Twitter CEO and Co Founder, Jack Dorsey addresses students at the Indian Institute of Technology (IIT), on November 12, 2018 in New Delhi, India.
Amal KS | Hindustan Times | Getty Images
Twitter’s been on a creator-focused tear.
The company announced its first subscription service earlier this month, called Twitter Blue. It now lets people tip select users through the app, and the company acquired newsletter platform Revue to allow creators to publish and monetize newsletters. It’s also rumored to be close to launching its Super Follows feature, which would allow some users to charge others for select content.
All of this comes after the company set an ambitious goal to double its revenue by the end of 2023 and grow its user base to 315 million daily active users. But it appears creator cuts won’t make a material impact on the company’s revenue anytime soon.
All of Twitter’s current bets in the creator space can be thought of as a type of insurance or a hedge, in case there is a smart way to make money through creator cuts (aside from advertising), Laundry Service head Jordan Fox told CNBC.
“Every platform CEO thinks: what if direct, platform-facilitated creator monetization explodes as a market? What if it goes from a niche offering to a massive revenue driver comparable to or larger than advertising is today? What if we miss it?” Fox later added in an email. “Putting fee structures around this stuff now is the hedge against that scenario.”
Look to Instagram. The social media company said it would temporarily waive fees on its creator monetization products. However, Fox said there’s a reason it wasn’t framed as a free product.
“What if the market becomes huge, and Instagram wants or needs to participate economically? They need to be ready for that, unlikely as it may seem today,” Fox said. Currently, more than 50 million people globally consider themselves creators, according to a report from venture firm SignalFire, and it’s the fastest-growing small business segment.
It’s a creator’s world
Every social media giant has started making bets on creators.
Instagram chief Adam Mosseri recently told CNBC that its parent company, Facebook, wants to have millions of creators making a living through its family of apps. Snapchat will allow users to tip some of its most popular creators, and the company regularly pays people for posting popular content on its short-form video service. Pinterest also introduced a creator fund for a small group of users.
Despite the subscription business model serving as one way to diversify Twitter’s revenue streams, the company still makes most of its money from ads. According to its first-quarter earnings report, advertising makes up more than 86% of Twitter’s revenue.
“Twitter’s core revenue stream will remain its ads business for the foreseeable future.
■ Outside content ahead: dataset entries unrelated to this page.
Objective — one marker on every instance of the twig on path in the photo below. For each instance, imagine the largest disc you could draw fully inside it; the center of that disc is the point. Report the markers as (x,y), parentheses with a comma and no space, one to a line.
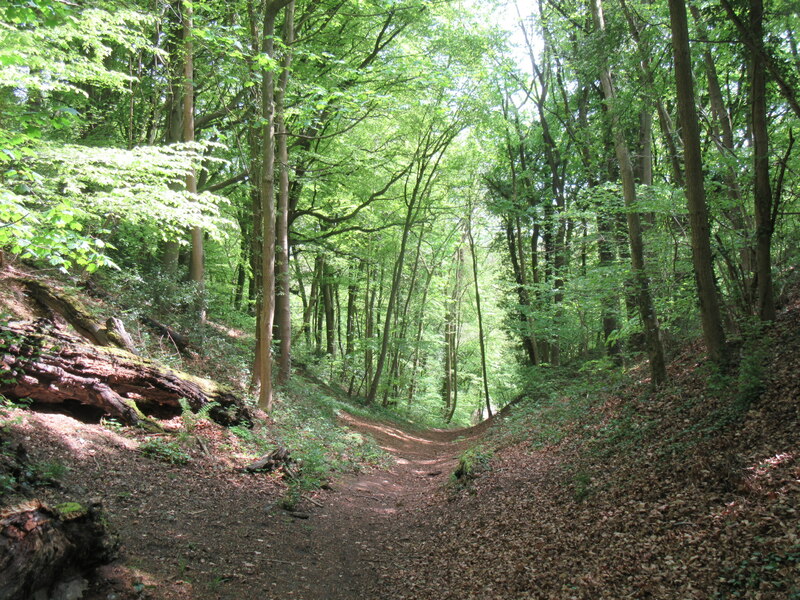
(283,562)
(316,503)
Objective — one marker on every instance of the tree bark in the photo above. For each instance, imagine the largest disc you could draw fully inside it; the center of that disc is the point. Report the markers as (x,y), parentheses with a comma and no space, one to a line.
(54,367)
(481,337)
(644,299)
(267,186)
(762,191)
(702,260)
(283,314)
(196,266)
(42,547)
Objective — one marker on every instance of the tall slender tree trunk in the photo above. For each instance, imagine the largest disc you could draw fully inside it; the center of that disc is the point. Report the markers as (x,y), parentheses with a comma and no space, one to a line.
(267,312)
(481,336)
(763,191)
(695,187)
(174,110)
(196,265)
(283,314)
(644,299)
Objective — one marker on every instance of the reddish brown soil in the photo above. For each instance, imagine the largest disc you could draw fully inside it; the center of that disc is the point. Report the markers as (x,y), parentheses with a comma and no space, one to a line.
(203,531)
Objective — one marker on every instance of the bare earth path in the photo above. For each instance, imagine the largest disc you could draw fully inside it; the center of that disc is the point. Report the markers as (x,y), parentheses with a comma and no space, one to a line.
(340,551)
(205,532)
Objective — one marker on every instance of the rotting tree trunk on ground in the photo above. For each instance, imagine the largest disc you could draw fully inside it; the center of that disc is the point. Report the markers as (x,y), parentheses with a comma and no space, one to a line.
(53,367)
(43,549)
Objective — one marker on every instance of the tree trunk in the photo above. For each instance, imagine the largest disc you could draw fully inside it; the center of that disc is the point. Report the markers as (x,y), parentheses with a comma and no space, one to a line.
(763,192)
(695,188)
(481,337)
(43,548)
(282,299)
(267,313)
(644,299)
(196,266)
(54,367)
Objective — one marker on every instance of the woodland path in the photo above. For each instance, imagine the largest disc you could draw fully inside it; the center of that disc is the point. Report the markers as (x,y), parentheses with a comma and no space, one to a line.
(341,550)
(204,532)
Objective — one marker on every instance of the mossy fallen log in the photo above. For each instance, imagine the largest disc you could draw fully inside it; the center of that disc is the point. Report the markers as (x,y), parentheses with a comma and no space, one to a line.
(42,547)
(53,367)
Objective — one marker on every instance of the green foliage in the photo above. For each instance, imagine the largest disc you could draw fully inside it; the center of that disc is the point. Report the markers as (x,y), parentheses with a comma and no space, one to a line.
(581,485)
(190,418)
(165,451)
(6,406)
(755,353)
(471,464)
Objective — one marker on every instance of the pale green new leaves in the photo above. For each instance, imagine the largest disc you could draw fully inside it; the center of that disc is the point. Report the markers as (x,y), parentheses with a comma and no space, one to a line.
(143,186)
(73,194)
(57,58)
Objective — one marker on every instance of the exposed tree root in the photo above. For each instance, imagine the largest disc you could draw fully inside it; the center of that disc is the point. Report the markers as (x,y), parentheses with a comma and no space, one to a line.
(41,547)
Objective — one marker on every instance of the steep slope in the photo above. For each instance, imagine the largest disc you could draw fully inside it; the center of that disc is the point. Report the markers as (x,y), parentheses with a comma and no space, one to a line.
(689,493)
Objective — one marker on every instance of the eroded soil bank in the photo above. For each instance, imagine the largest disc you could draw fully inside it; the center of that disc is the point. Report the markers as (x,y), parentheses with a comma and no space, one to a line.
(204,531)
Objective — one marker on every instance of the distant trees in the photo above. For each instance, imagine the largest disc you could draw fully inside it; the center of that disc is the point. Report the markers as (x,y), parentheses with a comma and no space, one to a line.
(305,164)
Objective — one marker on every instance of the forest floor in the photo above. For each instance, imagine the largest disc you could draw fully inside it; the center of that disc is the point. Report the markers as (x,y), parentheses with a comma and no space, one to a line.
(204,531)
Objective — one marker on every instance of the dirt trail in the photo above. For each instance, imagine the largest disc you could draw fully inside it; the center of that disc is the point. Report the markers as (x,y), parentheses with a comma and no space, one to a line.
(341,550)
(204,532)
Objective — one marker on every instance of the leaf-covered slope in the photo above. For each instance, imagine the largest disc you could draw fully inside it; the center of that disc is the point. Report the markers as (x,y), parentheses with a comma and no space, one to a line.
(685,494)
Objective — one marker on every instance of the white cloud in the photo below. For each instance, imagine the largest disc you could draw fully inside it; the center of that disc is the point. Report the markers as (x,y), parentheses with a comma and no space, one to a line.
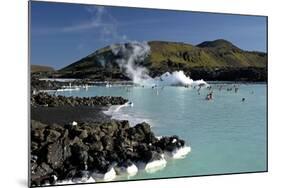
(100,21)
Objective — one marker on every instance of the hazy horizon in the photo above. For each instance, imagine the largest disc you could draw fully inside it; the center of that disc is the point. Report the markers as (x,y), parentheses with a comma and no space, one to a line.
(62,33)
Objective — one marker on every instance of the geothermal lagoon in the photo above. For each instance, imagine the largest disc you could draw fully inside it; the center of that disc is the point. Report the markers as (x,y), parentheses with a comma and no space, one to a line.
(226,134)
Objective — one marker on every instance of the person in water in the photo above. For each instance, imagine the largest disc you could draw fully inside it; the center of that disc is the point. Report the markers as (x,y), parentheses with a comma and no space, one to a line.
(209,96)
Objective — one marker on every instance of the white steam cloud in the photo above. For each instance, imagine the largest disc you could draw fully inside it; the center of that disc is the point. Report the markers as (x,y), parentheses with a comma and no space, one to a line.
(133,52)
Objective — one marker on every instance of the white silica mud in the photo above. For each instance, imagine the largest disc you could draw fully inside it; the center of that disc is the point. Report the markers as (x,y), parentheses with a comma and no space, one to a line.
(178,153)
(108,176)
(130,170)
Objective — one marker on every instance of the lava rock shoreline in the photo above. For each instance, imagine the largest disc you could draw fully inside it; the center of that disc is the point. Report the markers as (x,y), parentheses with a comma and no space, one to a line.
(77,152)
(44,99)
(89,151)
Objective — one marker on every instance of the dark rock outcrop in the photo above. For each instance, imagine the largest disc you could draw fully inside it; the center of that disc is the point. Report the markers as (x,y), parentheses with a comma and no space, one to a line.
(44,99)
(71,152)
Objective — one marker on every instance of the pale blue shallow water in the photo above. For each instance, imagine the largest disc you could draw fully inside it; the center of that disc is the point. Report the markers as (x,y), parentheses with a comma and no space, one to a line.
(225,134)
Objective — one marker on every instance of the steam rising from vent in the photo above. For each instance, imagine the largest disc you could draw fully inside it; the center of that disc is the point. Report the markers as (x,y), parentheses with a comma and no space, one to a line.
(136,52)
(131,53)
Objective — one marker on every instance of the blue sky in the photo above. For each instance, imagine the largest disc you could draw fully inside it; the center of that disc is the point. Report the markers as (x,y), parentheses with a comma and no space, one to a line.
(64,33)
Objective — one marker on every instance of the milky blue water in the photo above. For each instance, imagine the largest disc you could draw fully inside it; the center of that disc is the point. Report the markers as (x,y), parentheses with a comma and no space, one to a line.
(226,135)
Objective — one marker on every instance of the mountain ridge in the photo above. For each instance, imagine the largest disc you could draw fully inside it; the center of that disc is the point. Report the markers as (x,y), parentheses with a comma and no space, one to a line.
(210,60)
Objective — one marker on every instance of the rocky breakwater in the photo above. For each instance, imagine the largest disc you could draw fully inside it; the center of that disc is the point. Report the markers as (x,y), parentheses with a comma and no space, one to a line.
(88,152)
(44,99)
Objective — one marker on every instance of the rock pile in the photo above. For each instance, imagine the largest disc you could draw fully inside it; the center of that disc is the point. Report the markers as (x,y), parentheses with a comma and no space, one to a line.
(44,99)
(81,151)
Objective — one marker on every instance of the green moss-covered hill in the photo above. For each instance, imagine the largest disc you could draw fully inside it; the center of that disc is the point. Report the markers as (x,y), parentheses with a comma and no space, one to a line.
(210,60)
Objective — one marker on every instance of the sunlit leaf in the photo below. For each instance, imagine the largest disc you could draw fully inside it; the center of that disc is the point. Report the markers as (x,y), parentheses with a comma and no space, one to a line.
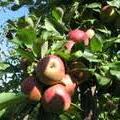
(3,66)
(7,99)
(96,44)
(115,73)
(102,81)
(57,13)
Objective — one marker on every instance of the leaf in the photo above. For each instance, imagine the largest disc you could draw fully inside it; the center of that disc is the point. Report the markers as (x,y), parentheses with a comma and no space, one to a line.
(102,81)
(115,3)
(94,5)
(91,57)
(44,49)
(3,66)
(63,54)
(29,21)
(115,73)
(26,54)
(2,112)
(96,44)
(49,26)
(7,99)
(114,65)
(26,36)
(57,13)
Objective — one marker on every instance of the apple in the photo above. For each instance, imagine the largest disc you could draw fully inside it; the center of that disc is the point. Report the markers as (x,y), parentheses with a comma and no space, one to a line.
(70,85)
(30,88)
(78,36)
(108,14)
(90,32)
(76,71)
(56,99)
(50,70)
(69,44)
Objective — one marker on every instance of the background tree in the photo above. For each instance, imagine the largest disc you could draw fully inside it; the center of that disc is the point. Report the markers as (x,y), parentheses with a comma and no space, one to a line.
(92,58)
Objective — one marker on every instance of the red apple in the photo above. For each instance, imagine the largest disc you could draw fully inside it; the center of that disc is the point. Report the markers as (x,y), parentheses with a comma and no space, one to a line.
(78,36)
(30,88)
(51,69)
(69,44)
(56,99)
(70,85)
(90,32)
(77,71)
(108,14)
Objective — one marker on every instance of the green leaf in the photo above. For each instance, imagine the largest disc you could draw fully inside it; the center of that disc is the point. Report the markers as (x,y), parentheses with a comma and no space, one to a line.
(115,73)
(102,81)
(115,3)
(57,13)
(96,44)
(29,21)
(7,99)
(49,26)
(2,112)
(114,65)
(91,57)
(37,47)
(26,54)
(44,49)
(63,54)
(3,66)
(26,36)
(94,5)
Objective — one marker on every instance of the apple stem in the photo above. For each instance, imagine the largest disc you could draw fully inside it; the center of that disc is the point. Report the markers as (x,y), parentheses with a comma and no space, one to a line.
(74,105)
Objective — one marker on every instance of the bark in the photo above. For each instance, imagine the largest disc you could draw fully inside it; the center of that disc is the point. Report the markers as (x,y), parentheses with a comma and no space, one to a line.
(88,101)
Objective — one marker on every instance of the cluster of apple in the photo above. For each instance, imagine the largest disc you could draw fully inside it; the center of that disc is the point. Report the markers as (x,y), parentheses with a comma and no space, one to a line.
(79,36)
(60,84)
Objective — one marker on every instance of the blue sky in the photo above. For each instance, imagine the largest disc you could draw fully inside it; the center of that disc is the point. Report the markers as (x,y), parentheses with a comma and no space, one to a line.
(5,15)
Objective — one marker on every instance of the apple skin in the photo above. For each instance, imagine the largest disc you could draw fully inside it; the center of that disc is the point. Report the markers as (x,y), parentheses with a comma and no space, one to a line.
(70,85)
(78,36)
(30,88)
(50,70)
(69,44)
(108,14)
(56,99)
(91,33)
(77,73)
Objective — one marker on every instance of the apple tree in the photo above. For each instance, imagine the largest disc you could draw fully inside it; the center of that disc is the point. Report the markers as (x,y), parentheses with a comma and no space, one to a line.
(64,63)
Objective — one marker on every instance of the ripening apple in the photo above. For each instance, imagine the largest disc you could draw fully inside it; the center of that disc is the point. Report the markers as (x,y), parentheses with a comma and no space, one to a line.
(50,69)
(69,44)
(31,89)
(78,36)
(69,84)
(108,14)
(56,99)
(77,71)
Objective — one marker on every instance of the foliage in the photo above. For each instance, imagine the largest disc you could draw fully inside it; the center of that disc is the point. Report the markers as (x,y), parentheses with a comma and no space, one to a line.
(44,31)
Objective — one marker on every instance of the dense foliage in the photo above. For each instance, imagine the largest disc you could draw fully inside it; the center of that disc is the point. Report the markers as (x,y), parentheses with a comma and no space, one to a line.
(45,31)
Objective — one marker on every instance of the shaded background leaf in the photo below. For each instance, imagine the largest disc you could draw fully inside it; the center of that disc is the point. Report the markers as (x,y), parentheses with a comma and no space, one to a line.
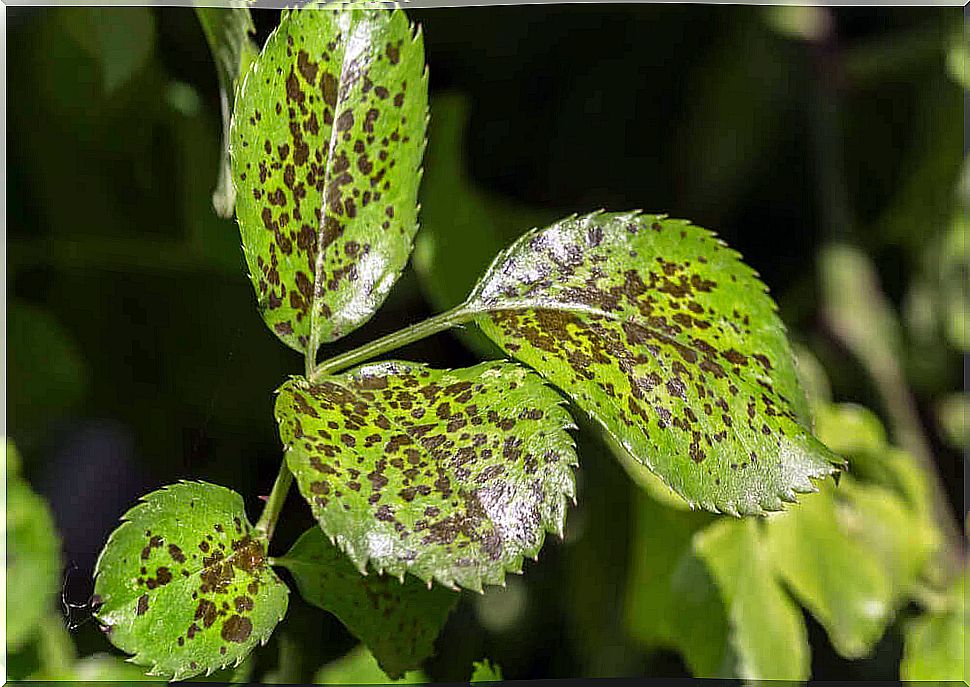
(665,338)
(398,623)
(184,585)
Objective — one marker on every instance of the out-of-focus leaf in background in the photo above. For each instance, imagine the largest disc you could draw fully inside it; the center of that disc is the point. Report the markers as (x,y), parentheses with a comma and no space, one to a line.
(463,227)
(850,556)
(33,558)
(486,671)
(119,40)
(359,667)
(936,643)
(672,599)
(767,632)
(46,373)
(397,621)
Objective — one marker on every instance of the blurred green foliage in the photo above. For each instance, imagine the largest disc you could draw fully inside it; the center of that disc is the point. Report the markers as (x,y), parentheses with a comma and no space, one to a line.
(129,301)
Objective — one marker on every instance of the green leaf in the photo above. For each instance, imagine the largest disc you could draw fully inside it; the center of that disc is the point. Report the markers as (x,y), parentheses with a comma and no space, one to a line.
(327,136)
(449,475)
(486,671)
(672,600)
(851,556)
(936,643)
(227,30)
(111,668)
(670,342)
(184,582)
(33,561)
(768,635)
(358,667)
(397,622)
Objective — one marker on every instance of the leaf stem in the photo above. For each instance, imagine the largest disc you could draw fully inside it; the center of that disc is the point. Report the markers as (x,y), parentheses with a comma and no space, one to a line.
(274,504)
(402,337)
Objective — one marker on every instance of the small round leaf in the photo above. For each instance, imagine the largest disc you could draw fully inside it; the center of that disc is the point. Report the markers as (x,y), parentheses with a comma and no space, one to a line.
(184,583)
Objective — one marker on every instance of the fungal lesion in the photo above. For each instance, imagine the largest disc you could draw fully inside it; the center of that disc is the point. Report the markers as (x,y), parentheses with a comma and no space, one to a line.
(225,572)
(439,460)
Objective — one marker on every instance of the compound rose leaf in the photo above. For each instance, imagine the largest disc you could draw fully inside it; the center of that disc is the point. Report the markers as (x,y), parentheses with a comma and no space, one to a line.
(327,137)
(658,330)
(451,475)
(184,583)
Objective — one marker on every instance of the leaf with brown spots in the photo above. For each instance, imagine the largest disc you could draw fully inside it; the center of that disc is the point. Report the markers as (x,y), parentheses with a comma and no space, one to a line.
(327,137)
(398,622)
(184,582)
(451,475)
(658,330)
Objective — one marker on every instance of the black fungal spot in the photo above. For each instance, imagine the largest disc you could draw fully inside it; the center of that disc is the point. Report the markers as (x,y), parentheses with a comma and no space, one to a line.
(236,629)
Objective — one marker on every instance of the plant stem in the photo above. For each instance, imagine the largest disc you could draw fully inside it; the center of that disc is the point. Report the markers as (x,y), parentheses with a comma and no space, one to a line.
(274,504)
(402,337)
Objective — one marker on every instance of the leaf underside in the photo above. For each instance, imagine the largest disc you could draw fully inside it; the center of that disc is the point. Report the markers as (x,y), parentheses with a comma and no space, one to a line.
(184,583)
(398,622)
(327,136)
(658,331)
(449,475)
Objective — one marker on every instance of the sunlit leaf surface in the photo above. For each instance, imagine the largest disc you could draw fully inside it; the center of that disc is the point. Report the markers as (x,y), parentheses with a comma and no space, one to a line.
(397,622)
(454,475)
(657,330)
(936,643)
(228,30)
(327,137)
(184,583)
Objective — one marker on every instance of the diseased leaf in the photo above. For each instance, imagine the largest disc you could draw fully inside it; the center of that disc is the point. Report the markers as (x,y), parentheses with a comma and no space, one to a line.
(228,31)
(47,374)
(850,555)
(327,136)
(768,635)
(450,475)
(486,671)
(184,582)
(33,559)
(397,622)
(358,667)
(657,330)
(936,643)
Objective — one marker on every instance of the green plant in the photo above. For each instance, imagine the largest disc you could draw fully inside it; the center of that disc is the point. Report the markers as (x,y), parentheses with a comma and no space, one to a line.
(649,325)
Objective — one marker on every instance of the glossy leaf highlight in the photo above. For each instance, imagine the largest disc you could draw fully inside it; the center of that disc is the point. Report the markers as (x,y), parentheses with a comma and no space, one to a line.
(327,136)
(453,475)
(658,331)
(184,583)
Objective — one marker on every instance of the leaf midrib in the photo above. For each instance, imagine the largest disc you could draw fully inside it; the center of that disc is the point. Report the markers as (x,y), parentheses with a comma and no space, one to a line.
(318,279)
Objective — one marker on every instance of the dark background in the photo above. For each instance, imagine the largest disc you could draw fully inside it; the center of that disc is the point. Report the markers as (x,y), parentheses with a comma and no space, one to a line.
(136,356)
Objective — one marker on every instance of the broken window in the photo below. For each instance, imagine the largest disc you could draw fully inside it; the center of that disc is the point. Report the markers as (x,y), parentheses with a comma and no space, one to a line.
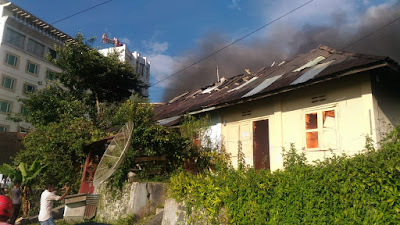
(321,129)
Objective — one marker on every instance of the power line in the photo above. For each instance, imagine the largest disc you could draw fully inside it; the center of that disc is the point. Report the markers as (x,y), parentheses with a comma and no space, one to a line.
(80,12)
(232,43)
(370,34)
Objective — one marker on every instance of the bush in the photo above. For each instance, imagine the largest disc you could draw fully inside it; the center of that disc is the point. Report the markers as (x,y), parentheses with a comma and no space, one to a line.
(363,189)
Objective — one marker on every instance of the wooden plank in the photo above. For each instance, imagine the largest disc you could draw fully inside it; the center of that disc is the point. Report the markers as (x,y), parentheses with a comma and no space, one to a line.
(150,158)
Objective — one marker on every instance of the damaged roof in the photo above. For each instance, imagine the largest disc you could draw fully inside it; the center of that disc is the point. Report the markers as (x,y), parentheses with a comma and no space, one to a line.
(320,64)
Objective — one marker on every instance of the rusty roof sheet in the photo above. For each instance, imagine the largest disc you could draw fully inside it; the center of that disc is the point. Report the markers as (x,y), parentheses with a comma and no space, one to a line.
(318,64)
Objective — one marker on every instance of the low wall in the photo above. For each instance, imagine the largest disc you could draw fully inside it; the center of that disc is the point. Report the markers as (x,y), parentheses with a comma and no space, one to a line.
(136,198)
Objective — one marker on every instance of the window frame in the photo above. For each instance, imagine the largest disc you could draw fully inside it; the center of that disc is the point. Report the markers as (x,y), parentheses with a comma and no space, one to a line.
(9,106)
(6,60)
(13,84)
(6,127)
(32,63)
(322,146)
(24,92)
(48,71)
(10,42)
(21,110)
(32,51)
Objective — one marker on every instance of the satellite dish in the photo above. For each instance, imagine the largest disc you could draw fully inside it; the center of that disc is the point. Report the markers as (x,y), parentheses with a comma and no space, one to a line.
(114,154)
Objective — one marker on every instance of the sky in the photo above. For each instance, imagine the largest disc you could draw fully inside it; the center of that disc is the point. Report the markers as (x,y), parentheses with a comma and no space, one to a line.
(176,33)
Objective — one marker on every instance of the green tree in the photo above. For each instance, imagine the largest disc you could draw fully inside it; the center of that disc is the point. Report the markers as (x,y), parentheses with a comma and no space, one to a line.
(51,104)
(59,145)
(86,71)
(148,138)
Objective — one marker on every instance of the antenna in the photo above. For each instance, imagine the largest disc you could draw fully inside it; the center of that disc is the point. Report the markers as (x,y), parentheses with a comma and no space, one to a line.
(114,41)
(217,75)
(114,154)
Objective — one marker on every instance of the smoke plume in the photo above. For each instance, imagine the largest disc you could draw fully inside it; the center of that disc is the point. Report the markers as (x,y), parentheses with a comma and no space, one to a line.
(284,41)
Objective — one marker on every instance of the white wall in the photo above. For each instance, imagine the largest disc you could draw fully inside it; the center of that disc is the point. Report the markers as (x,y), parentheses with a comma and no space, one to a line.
(351,98)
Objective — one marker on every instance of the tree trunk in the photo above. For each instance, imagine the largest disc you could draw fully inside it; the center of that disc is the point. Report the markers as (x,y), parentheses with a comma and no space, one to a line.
(98,106)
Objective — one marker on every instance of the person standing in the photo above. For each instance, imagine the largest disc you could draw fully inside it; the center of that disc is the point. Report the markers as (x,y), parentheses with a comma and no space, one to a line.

Any money made from creator cuts will be supplementary income for the company,” Jasmine Enberg, eMarketer senior analyst at Insider Intelligence, told CNBC in an email.
EMarketer said it expects Twitter’s worldwide ad revenue to grow 28.7% to $4.03 billion in 2021, after traffic acquisition costs. A social media company’s ad inventory only has value when people voluntarily spend hours a day on the platform. And people do that, mainly, to view content posted by creators.
“Twitter’s value proposition to advertisers is its highly engaged user base. Creators are major drivers of user engagement on social media, and Twitter’s new creator-focused features can help the company attract and retain creators. The end goal is to boost user engagement in order to incentivize advertisers to invest more in the platform, thus increasing Twitter’s ad revenues,” Enberg added.
Social media companies still need creators. And they need them more than the artists need the social media companies.
“You see a lot of experimentation right now where the platforms are flirting with trying to directly monetize creators, but they also don’t want to overstep and alienate them,” Fox said.
That means that while these social media companies want to bring in supplemental revenue through creator cuts, they have to tread carefully. If a company, for example, takes too much of a cut, a creator could decide to focus their time on other apps. The social media company could then, in turn, lose that person’s stream of content and not make a cut of revenue and miss out on advertising dollars.